Les images de l’île de Lampedusa prise d’assaut littéralement par des vagues de migrants nous rappellent combien l’enjeu pour l’Europe ne cesse de s’exacerber. La crise migratoire est un défi existentiel. Elle menace les sociétés européennes dans leur cohésion, mais au-delà elle menace également l’Europe dans son unité.
C’est dans ce contexte que va intervenir la discussion du projet de loi immigration que le gouvernement entend défendre prochainement au Sénat à l’automne et au début 2024 à l’Assemblée nationale.
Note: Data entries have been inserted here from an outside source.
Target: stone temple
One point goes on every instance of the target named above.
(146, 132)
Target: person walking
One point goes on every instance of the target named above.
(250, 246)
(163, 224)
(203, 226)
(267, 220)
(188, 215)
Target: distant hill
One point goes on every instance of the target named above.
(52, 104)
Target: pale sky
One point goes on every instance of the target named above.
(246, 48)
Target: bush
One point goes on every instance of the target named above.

Depuis des mois désormais, l’exécutif s’essaie à trouver un chemin parlementaire sur une étroite ligne de crête.
Car tout pousse dans cette affaire à une équation impossible tant à droite comme à gauche et pour des raisons diamétralement opposées : trop laxiste pour les uns, trop dur pour les autres, le texte gouvernemental cumule sur un sujet aussi clivant nombre de handicaps, décuplés par l’absence de majorité à l’Assemblée.
Au Sénat en Commission des lois, la droite au printemps dernier a amplement rehaussé le niveau de contrôle de la politique migratoire : tant sur les conditions d’accueil que sur celles d’intégration, les mesures préconisées vont dans un sens d’une plus forte régulation et limitation, conformément aux exigences d’une opinion publique en attente de fermeté sur cette question. A l’Assemblée, la bataille s’annonce serrée, à commencer au sein même de la majorité où la synthèse macroniste voit se dessiner des lignes de fractures en son sein entre ceux qui seront tentés de chercher un compromis sur leur droite et ceux qui tenteront de rechercher à gauche des points d’appui.
Le fait que le Président de la commission des lois à l’Assemblée, Sacha Houlié, ainsi que la vice-présidente MoDem de cette même assemblée, Élodie Jacquier-Laforge, co-signent avec des députés de gauche une tribune dans Libération en appelant à la régularisation des travailleurs sans-papiers illustre les jeux de tensions qui se dessinent dans le camp présidentiel.
Ce dernier, sous la houlette d’Emmanuel Macron, s’essaie à un exercice d’une rare complexité : faire preuve de fermeté tout au moins dans le discours – le Président de la République professant dans une interview donnée au Point qu’il convient de réduire « significativement l’immigration » ; satisfaire les besoins économiques d’un certain nombre de secteurs manquant de main-d’œuvre ; et enfin conserver une coloration progressiste pour donner des gages à l’aile gauche de la macronie qui fait entendre sa voix. Une quadrature du cercle en quelque sorte qui, à la veille du débat parlementaire, voit roder le spectre d’une motion de censure dont le potentiel d’agrégation cette fois-ci n’est pas, loin s’en faut, négligeable : la XVIe législature pourrait dès lors se jouer sur la question migratoire.